Archival parameters control how Bufstream archives recent topic data from intake files to long-term storage formats.

bufstream.archive.fetch.sync#

bool

Whether fetching intake data for archival should be synchronized, improving cache hit rates. Defaults to true.

bufstream.archive.kind#

string

The kind of archive to use when creating new archives. Defaults to FLAT.

Must be one of the following values:

  • FLAT: Default
  • PARQUET: Parquet data files
  • ICEBERG: Parquet data and Iceberg table files

Note:

  • Compacted topics may only use FLAT.
  • Using ICEBERG requires setting bufstream.archive.iceberg.catalog and bufstream.archive.iceberg.table.

bufstream.archive.min.bytes#

int64

The threshold for starting a new archive. -1 to disable archival, 0 for active archiving. Defaults to 0.

Archive limits#

An archive file is completed (closed) on any of these conditions:

  1. It reaches the size determined by bufstream.archive.max.bytes.
  2. It has been written to for the duration specified in bufstream.archive.complete.delay.max.ms.
  3. It has been idle (waiting for newly produced records) for the duration specified in bufstream.archive.idle.max.ms.

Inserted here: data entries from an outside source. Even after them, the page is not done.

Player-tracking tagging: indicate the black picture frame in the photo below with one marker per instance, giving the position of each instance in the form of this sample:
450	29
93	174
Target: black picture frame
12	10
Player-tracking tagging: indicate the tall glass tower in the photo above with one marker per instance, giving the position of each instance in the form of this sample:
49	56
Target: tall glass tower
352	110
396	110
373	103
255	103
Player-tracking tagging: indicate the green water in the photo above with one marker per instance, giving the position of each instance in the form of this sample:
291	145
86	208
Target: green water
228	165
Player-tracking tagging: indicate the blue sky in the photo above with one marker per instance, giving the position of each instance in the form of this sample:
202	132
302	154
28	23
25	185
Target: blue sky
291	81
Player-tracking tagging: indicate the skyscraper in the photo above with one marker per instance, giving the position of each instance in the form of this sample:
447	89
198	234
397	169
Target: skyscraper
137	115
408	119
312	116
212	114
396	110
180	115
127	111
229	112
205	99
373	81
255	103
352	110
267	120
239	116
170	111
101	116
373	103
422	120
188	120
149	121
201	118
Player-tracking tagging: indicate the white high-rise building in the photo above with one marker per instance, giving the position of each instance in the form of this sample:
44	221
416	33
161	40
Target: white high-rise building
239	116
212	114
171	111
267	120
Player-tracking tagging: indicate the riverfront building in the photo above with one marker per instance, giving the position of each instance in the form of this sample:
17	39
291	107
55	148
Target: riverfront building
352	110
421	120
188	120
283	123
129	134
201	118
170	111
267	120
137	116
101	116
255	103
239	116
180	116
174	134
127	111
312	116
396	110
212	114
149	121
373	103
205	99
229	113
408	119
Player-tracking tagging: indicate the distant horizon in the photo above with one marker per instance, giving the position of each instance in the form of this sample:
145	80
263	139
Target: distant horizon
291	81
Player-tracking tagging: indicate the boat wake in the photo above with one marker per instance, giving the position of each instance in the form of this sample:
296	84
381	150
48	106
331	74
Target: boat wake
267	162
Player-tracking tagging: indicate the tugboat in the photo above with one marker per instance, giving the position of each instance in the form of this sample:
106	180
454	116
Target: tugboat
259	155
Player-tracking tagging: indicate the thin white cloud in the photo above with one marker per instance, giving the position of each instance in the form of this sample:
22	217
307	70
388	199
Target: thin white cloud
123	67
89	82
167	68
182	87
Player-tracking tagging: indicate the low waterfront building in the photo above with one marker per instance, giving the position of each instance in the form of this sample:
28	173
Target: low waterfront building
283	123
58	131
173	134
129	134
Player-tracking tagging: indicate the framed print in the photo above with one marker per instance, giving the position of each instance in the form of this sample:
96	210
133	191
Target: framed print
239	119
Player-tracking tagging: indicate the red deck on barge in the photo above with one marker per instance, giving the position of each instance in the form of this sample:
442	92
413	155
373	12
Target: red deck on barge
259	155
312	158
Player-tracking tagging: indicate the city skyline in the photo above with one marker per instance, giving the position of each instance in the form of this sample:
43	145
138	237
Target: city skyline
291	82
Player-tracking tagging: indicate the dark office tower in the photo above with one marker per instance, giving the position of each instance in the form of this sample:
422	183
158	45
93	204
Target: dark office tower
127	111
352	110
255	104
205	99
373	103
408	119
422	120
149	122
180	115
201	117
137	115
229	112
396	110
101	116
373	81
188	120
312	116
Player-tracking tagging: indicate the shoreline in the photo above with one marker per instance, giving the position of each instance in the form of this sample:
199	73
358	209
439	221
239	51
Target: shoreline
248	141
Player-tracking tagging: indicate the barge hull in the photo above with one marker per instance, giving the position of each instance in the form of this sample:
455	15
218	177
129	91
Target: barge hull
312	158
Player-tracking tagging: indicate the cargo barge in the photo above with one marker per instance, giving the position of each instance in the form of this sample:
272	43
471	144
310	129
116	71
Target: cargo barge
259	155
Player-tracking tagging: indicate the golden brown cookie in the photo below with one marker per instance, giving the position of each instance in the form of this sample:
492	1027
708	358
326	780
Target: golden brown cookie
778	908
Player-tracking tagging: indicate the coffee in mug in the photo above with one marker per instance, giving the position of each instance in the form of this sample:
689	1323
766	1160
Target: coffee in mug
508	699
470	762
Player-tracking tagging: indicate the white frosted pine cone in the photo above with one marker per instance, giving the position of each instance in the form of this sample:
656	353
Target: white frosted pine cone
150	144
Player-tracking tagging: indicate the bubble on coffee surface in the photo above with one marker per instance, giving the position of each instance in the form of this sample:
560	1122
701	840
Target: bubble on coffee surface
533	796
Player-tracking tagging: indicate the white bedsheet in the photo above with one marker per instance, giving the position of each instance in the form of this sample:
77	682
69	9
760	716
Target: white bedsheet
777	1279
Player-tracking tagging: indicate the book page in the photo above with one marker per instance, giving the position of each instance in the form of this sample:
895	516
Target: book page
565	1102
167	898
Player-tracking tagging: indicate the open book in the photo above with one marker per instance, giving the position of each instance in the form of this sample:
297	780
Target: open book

When any of these conditions is met, Bufstream closes the current archive file. It then checks every 30 seconds for newly produced data and starts a new archive file if data is available.

For more information about archival, see Archive in Bufstream's Kafka data flow documentation.

bufstream.archive.max.bytes#

int64

The maximum size of each archive. Defaults to 4294975493 (4 GiB).

bufstream.archive.complete.delay.max.ms#

int64

The maximum delay (in milliseconds) between starting an archive and completing it. Defaults to 3600000 (one hour).

To prevent multiple, coincidentally synchronized jobs from continually firing at the same time, the actual value used randomly varies by ±12.5%.

bufstream.archive.idle.max.ms#

int64

The maximum delay (in milliseconds) to wait for new data to archive before completing an archive. Defaults to 300000 (five minutes).

Iceberg and Parquet#

See Apache Iceberg™ configuration for complete instructions on configuring Bufstream to store data as Iceberg tables.

bufstream.archive.iceberg.catalog#

string

The name of the Iceberg catalog to use when bufstream.archive.kind is set to ICEBERG. This refers to a named catalog configuration in Bufstream's configuration. This must be set before or when changing the archive kind—changing the kind fails if the topic doesn't already have valid catalog and table names.

bufstream.archive.iceberg.table#

string

The name of the Iceberg table that reflects the data published to this topic. This is only used when bufstream.archive.kind is set to ICEBERG. This name must contain at least two dot-separated components, where all components except the last indicate the table's namespace (which can't be empty). This must be set before or when changing the archive kind—changing the kind fails if the topic doesn't already have valid catalog and table names.

bufstream.archive.parquet.granularity#

string

The granularity of partitions for Parquet archive files. Used when bufstream.archive.kind is ICEBERG or PARQUET. Parquet files will be organized into a directory hierarchy to enable efficient pruning for time-based queries (compatible with Hive-style partitioning). The partitions are based on the ingestion timestamp. If unspecified, the default granularity is defined by Bufstream's archive configuration.

Must be one of the following values:

  • MONTHLY: Files will be partitioned into yearly and monthly directories. For example, year=2025/month=1.
  • DAILY: Files will be partitioned into yearly, monthly, and daily directories. For example, year=2025/month=1/day=15.
  • HOURLY: Files will be partitioned into yearly, monthly, daily, and hourly directories. For example, year=2025/month=1/day=15/hour=23.